The world’s deepest shipwreck has been discovered more than four miles beneath the ocean almost 80 years after being sunk.
The fearsome USS Destroyer Escort Samuel B. Roberts has finally been found in the Philippine Sea by explorers.
It sank to the depths of the water almost 78 years ago in the Western Pacific Ocean and has baffled hunters for decades.
But eagle-eyed adventurer Victor Vescovo, who has completed expeditions to the world’s deepest points, located the wreck on June 22.
He found the vessel, now broken in two, at a depth of 22,621 feet — which is over 3,000ft taller than Mount Kilimanjaro’s peak.
The explorer dived down with a pilot and sonar specialist Jeremie Morizet to try and trace the wreck from end to end.
After dropping down six times over eight days, the team found the two halves of the ship positioned around 33 feet from one another.
Previous data suggesting a possible location of the ship had been inaccurate, forcing the team to go back to the drawing board.

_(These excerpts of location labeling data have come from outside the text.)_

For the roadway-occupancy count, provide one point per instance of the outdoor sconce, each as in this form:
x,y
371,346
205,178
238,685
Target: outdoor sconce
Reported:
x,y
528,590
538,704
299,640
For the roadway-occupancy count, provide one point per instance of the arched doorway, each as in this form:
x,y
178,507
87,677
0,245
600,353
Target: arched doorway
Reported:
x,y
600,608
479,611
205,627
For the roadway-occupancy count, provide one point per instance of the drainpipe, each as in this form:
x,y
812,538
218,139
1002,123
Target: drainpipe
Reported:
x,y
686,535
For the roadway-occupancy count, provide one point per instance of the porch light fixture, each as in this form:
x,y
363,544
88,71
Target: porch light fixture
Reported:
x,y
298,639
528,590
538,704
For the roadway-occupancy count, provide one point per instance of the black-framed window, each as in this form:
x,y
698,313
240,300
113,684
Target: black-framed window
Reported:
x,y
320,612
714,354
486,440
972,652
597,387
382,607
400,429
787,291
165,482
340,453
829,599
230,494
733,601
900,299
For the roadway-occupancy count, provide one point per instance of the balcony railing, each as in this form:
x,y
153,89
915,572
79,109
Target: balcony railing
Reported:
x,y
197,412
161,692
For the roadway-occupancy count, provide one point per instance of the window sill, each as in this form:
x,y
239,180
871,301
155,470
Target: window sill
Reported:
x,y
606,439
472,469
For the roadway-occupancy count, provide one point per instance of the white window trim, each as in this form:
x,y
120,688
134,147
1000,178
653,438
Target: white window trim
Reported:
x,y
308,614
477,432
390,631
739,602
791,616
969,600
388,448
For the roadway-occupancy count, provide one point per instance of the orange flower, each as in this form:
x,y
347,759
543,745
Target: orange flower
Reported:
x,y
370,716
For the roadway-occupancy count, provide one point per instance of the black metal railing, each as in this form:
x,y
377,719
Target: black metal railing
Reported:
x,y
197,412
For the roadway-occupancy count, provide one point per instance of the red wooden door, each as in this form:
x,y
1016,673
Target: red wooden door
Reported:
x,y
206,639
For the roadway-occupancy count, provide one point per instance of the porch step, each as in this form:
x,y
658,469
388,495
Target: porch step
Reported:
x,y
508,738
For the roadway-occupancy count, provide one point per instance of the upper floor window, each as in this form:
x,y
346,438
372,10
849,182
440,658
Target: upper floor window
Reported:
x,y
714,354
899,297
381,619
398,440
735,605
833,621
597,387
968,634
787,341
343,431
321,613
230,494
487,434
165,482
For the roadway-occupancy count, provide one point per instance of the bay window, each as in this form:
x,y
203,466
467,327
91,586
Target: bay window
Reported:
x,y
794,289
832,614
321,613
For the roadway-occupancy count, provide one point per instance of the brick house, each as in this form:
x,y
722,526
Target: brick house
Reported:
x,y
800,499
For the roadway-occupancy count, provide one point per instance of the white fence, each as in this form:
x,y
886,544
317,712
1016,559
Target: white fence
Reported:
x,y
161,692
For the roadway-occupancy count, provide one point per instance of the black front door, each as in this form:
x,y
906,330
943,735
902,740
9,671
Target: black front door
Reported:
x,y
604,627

They instead armed themselves with a custom-built sidescan solar system after carrying out exhaustive research.
Vescovo and his army of experts initially located debris from the three-tube torpedo launcher of Sammy B, confirming it was close by.

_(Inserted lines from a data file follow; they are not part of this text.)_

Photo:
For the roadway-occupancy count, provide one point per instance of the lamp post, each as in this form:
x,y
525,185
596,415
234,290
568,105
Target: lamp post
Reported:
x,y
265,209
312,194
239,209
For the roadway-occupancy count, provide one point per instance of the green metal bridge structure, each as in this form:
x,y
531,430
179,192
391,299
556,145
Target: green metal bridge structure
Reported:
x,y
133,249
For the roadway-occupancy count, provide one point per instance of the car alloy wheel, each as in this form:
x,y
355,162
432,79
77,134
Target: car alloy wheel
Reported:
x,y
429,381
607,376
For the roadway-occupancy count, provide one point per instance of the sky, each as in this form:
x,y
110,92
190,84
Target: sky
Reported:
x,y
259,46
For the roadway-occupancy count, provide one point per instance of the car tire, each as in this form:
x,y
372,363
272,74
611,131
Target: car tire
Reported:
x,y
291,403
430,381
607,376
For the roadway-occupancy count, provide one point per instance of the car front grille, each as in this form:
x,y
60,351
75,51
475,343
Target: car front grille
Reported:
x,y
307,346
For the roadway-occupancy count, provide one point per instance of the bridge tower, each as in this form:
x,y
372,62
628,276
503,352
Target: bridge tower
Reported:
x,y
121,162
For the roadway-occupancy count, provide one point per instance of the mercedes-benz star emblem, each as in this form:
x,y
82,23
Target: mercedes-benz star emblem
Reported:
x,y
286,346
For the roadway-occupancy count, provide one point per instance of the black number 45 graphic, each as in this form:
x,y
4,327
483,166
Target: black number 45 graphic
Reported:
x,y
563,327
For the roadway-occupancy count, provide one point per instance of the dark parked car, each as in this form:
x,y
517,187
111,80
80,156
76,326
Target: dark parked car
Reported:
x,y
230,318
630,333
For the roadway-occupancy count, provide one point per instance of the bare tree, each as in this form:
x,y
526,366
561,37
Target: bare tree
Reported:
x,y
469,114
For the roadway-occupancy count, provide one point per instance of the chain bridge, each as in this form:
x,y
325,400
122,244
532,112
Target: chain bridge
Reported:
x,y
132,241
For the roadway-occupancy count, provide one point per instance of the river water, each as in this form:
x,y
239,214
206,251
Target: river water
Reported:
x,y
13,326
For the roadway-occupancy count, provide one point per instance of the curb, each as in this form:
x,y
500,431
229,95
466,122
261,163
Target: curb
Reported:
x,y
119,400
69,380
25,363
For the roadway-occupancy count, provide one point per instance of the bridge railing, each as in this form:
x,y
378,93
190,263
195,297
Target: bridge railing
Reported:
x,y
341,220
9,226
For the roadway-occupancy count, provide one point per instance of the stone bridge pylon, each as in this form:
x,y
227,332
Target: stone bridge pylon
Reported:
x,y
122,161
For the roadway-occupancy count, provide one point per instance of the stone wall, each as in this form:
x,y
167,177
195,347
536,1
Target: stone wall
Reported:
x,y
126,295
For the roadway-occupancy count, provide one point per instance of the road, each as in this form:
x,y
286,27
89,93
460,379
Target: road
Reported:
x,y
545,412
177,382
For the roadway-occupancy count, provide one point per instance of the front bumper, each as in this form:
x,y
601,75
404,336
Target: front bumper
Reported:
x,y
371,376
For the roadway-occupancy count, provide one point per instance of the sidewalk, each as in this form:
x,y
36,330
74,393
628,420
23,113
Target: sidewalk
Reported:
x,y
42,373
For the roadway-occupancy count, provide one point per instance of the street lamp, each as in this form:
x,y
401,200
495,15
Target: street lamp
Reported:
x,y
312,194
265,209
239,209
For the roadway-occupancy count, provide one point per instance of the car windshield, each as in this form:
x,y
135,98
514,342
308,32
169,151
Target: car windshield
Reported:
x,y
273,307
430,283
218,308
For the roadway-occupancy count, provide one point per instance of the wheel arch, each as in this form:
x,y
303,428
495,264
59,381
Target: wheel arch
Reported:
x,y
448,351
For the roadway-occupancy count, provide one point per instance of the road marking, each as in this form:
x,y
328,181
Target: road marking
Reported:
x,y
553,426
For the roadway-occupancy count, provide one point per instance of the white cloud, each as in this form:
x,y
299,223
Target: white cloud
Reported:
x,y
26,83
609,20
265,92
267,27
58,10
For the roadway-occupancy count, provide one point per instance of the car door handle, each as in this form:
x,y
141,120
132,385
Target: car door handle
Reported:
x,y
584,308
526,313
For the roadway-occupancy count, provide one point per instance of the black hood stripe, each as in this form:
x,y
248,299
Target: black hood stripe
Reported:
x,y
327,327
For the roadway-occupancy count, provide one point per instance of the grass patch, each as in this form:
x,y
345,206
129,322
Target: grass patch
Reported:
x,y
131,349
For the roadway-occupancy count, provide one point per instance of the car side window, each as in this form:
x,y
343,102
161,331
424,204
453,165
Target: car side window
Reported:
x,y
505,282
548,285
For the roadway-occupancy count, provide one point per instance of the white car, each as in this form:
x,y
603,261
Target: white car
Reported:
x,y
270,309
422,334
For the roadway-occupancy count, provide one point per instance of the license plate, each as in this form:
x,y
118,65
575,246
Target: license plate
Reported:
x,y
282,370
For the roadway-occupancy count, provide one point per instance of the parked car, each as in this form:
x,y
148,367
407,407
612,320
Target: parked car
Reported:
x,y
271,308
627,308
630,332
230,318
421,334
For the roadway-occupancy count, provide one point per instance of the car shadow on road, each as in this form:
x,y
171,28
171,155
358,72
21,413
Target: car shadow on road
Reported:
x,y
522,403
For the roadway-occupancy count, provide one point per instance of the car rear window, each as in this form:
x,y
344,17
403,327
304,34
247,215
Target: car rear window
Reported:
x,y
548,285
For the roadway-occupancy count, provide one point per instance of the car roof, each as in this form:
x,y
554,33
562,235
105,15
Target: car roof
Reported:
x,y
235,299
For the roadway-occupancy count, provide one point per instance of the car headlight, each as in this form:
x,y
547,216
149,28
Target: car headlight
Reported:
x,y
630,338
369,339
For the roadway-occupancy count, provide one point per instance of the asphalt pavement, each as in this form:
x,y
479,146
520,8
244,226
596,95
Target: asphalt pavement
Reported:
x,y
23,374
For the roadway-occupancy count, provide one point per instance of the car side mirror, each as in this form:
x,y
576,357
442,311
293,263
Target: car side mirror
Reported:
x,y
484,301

It was then located on the final day of their diving expeditions and has bagged the title of the world’s deepest shipwreck ever,
Vescovo said of the discovery: “It was an extraordinary honor to locate this incredibly famous ship, and by doing so have the chance to retell her story of heroism and duty to those who may not know of the ship and her crew’s sacrifice.
“Resting at 6,895 meters, it is now the deepest shipwreck ever located and surveyed.
“It appears her bow hit the seafloor with some force, causing some buckling,” he explained.
“Her stern also separated about 5 meters on impact, but the whole wreck was together.
“This small ship took on the finest of the Japanese Navy, fighting them to the end.”
The incredible warship is thought to have been taken out by a Japanese vessel during the Battle of Samar in 1944.
The Sammy B sunk alongside other US ships including the USS Johnston and became lost for decades in the ocean.
Vescovo told CNN: “The Sammy B is a small vessel as military ships go, and we weren’t really sure that we could find her in the vast and extremely deep ocean where she went down.
“But with perseverance, some great historical analysis, and a whole lot of deep ocean technology and hard work, we were able to find her and provide a great opportunity to tell her amazing story.
“It is unbelievably thrilling to find a wreck on the bottom of the deep ocean, given all the difficulties in trying to find them.
“It is such an immense privilege to be the first person to see them after they went down in battle almost 80 years ago.”
A combination of “detective work and innovative technology” allowed the team to uncover its final resting place.
Ex-US Navy chiefs described the Sammy B as a “hallowed war grave”.
All data related to the dive, including sonar maps, video and photographs, will be donated to the US Navy.